Subjects will be treated with metronomic chemotherapy with paclitaxel and gemcitabine weekly for 3 out of 4 weeks, and Avastin will be administered every 2 weeks. Treatment with metronomic chemotherapy will be expressed as a 4-week cycle. Tumor response to treatment will be evaluated every 8 weeks.

Treatment with metronomic chemotherapy and Avastin will continue for a total of 6 cycles unless there is evidence of disease progression, intolerable toxicity, or withdrawal of consent. Maintenance therapy with Avastin will then continue until disease progression, intolerable toxicity or withdrawal of consent.

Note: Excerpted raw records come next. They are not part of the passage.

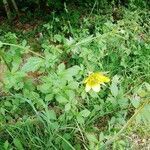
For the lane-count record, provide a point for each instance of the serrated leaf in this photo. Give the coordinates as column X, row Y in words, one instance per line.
column 114, row 89
column 135, row 101
column 33, row 64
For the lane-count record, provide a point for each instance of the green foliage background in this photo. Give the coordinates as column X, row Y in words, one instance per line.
column 45, row 58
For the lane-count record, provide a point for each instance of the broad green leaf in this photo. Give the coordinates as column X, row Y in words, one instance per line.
column 85, row 113
column 91, row 137
column 61, row 99
column 136, row 101
column 61, row 68
column 33, row 64
column 114, row 89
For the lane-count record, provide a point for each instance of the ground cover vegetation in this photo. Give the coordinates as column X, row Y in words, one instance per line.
column 74, row 75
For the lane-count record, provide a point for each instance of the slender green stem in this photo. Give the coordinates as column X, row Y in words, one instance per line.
column 126, row 125
column 3, row 58
column 7, row 9
column 15, row 6
column 21, row 47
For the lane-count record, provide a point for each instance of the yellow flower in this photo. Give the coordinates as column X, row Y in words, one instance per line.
column 94, row 80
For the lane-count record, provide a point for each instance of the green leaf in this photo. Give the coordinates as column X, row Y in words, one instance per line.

Potential biologic parameters to monitor anti-tumor activity of metronomic chemotherapy will be evaluated in 10 subjects. These biomarkers include: sequential determination of blood levels of VEGF, VEGFR2, thrombospondin-1, E-selectin, ICAM-1, and circulating endothelial cells and endothelial precursor cells.

  Eligibility

Ages Eligible for Study:   19 Years and older
Genders Eligible for Study:   Both
Accepts Healthy Volunteers:   No
Criteria

Inclusion Neutrophil Count greater than or equal to 1500/μL

  • Platelet Count greater than or equal to 100,000/μL
  • Hemoglobin greater than or equal to 9.0g/dL
  • Total Bilirubin ≤ 1.5mg/dL
  • Transaminases ≤ 2.5 x ULN
  • Serum Creatinine ≤ 1.5 x ULN
  • Proteinuria: Urine protein: creatinine (UPC) ratio < 1.0 at screening OR Urine dipstick for proteinuria < 2+ (patients discovered to have ≥2+ proteinuria on dipstick urinalysis at baseline should undergo a 24 hour urine collection and must demonstrate ≤ 1g of protein in 24 hours to be eligible).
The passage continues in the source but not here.